Thursday, July 30, 2009
Managing for Extinction
The Corolla Wild Horse Fund is the only nongovernmental organization in the country responsible for the management of wild horses. Every other wild herd is managed by the federal government through the National Park Service, the Bureau of Land Management (BLM), or US Fish & Wildlife Service – all of which are components of the Department of the Interior. The overwhelming majority of the horses under their care are located in the western states. According to the Wild Horse Preservation Campaign, a national nonprofit dedicated to preserving what is left of America’s wild horses, flawed management practices, especially by the BLM, have resulted in more wild horses and burros now being held in government holding pens than exist in the wild. BLM has systematically favored subsidized livestock grazing on public lands over wild horses – even though the 1971 Wild Horse and Burro Act set aside these lands for wild horses and burros. Over 30,000 wild horses languish in steel pens. Many have died or been seriously injured, especially during helicopter roundups of “excess” horses.
Over the past 38 years, the intent of the act has been seriously eroded. Over 19 million acres that the Act granted to wild horses and burros have been taken away. Recently, BLM began asking Congress for permission to euthanize thousands of healthy horses and burros or sell to them for slaughter in Mexico and Canada.
The practice of chasing wild horses and burros with helicopters, often over exceedingly long distances, is nothing short of cruel. The photo above is from a “round-up” on US Fish & Wildlife’s Sheldon National Wildlife Refuge, Nevada. The primary concern in round-up operations continues to be efficiency, to the detriment of the horses’ welfare. Instead of helicopters, officials should be required to use bait trapping, a much safer and more humane method of capture. BLM has refused to use bait trapping in such instances as the 2007 Jackson Mountain round-up, when 185 horses died at the holding facility.
A few days ago, the House of Representatives passed HR1018, the ROAM Act. ROAM stands for Restoring Our American Mustangs Act. Introduced by U.S. Representatives Rahall (West VA.) and Grijalva (Arizona), the bill amends the 1971 Wild Free-Roaming Horse and Burro Act by adding important new protections and provisions, such as the banning of helicopter round-ups and the reclaiming of land. It is the first ray of hope for wild horses in the west in decades. North Carolina’s United States Congressman, Walter Jones, voted to support the bill. The Act must now pass the Senate.

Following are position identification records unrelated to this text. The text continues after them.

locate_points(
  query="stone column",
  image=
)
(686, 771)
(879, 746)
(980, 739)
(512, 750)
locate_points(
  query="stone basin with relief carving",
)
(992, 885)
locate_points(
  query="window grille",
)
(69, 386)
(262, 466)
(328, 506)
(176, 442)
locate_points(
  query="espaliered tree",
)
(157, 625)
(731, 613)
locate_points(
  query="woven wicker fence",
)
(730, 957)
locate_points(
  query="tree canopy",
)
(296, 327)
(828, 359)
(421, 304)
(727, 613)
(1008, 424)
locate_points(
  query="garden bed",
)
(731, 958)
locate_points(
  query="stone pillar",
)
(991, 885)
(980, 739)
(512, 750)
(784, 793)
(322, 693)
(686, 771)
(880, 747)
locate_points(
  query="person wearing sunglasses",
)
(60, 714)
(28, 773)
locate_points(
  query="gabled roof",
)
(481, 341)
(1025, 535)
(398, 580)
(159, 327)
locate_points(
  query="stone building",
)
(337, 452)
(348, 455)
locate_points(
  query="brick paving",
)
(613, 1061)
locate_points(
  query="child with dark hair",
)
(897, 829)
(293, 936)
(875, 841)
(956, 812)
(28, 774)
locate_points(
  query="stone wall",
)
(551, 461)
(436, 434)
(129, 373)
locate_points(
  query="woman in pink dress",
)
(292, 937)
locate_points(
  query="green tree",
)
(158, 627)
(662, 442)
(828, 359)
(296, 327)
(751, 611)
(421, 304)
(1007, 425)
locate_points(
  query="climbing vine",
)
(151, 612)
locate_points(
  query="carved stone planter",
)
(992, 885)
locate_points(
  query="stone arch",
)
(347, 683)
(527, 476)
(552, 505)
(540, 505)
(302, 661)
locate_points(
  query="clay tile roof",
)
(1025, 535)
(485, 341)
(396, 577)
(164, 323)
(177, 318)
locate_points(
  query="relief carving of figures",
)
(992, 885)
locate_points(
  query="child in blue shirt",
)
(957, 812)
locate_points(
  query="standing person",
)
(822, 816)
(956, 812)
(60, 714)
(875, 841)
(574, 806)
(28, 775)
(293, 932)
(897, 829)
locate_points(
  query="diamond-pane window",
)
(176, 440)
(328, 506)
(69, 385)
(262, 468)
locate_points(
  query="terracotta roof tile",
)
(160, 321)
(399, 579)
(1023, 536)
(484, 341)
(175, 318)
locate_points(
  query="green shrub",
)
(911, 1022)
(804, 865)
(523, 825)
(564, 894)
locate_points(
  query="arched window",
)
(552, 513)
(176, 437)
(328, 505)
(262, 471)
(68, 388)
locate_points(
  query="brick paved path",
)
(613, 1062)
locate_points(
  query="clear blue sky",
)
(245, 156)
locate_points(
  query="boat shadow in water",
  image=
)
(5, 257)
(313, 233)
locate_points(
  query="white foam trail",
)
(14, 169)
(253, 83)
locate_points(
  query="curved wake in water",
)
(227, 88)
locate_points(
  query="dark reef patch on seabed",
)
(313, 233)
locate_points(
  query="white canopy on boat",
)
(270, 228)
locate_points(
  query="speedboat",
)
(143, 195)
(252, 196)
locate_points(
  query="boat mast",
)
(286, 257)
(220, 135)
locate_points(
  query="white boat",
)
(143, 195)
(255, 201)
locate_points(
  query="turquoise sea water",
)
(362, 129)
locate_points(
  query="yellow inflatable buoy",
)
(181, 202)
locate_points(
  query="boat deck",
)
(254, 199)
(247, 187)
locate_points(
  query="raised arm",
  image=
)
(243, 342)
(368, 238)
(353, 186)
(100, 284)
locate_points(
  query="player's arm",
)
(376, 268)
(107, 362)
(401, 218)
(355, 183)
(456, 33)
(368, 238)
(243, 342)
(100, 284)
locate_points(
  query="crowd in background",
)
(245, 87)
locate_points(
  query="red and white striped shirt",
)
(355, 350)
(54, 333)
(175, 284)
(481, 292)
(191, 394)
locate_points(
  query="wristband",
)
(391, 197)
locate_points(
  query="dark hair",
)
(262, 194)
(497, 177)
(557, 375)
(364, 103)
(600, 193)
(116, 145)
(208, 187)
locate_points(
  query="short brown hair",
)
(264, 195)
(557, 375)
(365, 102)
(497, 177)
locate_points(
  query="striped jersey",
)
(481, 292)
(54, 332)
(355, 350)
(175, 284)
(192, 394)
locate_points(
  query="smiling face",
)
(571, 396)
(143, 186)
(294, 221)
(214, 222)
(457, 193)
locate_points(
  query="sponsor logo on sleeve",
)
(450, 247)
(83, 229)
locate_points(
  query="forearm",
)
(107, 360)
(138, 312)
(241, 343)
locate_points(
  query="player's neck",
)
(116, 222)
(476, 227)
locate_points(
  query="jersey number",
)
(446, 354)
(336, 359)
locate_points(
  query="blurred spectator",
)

For more information and how you can help, please go to http://www.wildhorsepreservation.com/
http://www.wildhorsepreservation.com/sheldon.html Warning: Telling but disturbing images of what happens during mass “gathers of excess horses.”
What does this all have to do with the wild horses of Corolla? Part of the range of the Corolla wild horses is the Currituck National Wildlife Refuge managed by USF&W, a bureau of the US Department of Interior. While I do not foresee our horses EVER being chased by helicopters or sold for slaughter, the policies and attitudes toward the presence of wild horses on public land are set at the top. Current policy does not allow for horses on the Currituck Wildlife Refuge and their current Comprehensive Conservation Plan defines the horses as “pest animals.”
We work cooperatively with the Refuge staff, helping to maintain an exclosure fence, and monitoring the presence of horses on the refuge. Annual aerial counts have shown that the maximum number of horses ever found on the refuge is 26 (2,500+ acres). About 73% of the herd has consistently been found on the privately owned land. It is our continued hope that as we gather more scientific data regarding the actual impact of the horses on federally owned land, that we will ultimately be permitted to increase the herd size to the recommended genetically and physically healthy range of 120 – 130. The wild horses on the Shackleford Bank portion of Cape Lookout National Seashore are managed at this level on 3,000 acres. The Corolla herd has access to a total of 7,544 but the current management plan still calls for a maximum herd size of 60.
We cannot and will not allow management for extinction here.